Posted on Monday, November 6, 2017

Regrettable choices and mistakes are a part of growing up that almost everyone experiences at numerous points throughout their lives. Unfortunately, for the unlucky few, some mistakes are easier to forget and move on from than others when it comes to the decision to purchase a home and step onto the property ladder.

If you’ve ever been in trouble with the law, there are different obstacles you might face depending on the nature of crime committed, but here are some of the ways to prepare for attempting to own your own property following a criminal conviction.

1. You will generally see an increase in the cost of insurance premiums across the board if you’ve previously been convicted of a crime. This will not just include your home insurance, but it can also impact your car and travel insurance policies as well.

One way to try and lessen the cost of the amount you’re paying on insurance is to seek out the advice of a specialist insurance company who’s worked with individuals in similar predicaments in the past, rather than a mainstream provider.

2. It is worth being aware of the fact that some financial service providers may also have a problem with insuring you and your new home if they consider the policy a ‘moral risk’ to have on their books.

3. With a previous conviction, financial service providers are going to be much more likely to require more private and personal information from you than a standard applicant.

Being as prepared as possible about financial, lifestyle and job questions that could arise will give you the best chance of impressing decision makers.

4. It’s important to give yourself plenty of time when looking for a mortgage or home insurance policy, as the process of purchasing any financial service is likely to take longer as a result of your conviction. This is because the case will often need to be referred to a more senior level or teams trained specifically in this area. 

5. Total honesty when corresponding with financial service providers, by ways of disclosing accurate details of your previous conviction, is of paramount importance to ensure you don’t run the risk of voiding your cover or agreement in the future.

6. If you’re purchasing a home with a partner, then it’s also extremely important that they are made aware of any valid convictions, as it will undoubtedly impact their experience of owning a property too. Most financial product providers will ask questions about a household as a whole, and not just individual experiences, so this will help to avoid any embarrassing situations.

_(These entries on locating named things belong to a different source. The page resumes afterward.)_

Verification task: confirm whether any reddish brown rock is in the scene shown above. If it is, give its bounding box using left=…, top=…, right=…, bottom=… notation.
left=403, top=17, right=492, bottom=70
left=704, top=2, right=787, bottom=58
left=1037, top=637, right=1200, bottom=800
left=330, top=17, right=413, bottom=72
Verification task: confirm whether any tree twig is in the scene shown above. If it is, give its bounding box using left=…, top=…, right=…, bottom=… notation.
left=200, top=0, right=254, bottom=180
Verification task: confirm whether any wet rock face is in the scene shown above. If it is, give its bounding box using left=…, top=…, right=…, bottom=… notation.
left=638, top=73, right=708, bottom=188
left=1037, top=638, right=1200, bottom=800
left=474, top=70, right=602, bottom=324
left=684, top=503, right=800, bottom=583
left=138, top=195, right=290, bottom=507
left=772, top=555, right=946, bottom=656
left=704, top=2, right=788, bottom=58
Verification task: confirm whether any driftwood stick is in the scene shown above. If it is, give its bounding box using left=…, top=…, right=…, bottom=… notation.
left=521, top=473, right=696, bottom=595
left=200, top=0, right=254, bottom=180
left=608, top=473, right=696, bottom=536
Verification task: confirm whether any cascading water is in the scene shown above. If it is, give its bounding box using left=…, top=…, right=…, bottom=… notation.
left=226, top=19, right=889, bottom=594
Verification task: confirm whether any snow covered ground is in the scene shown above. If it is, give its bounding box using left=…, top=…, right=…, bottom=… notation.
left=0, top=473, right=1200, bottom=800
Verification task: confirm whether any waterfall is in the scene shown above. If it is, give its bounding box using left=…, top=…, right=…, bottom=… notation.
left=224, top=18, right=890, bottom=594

7. It might seem like an obvious warning, but many industry insiders are aware that property and belongings owned by the individual with a conviction are at a greater risk of expensive damage due to the prospect of revenge attacks from the person or people you may have committed a crime against, or someone who holds a grudge from a criminal trial.

8. On a final note, it’s important to remember that only unspent convictions needs to be declared in line with the Rehabilitation of Offenders Act 1974. This could mean that a conviction has no financial implication to you whatsoever, so try not to panic until you know all the facts.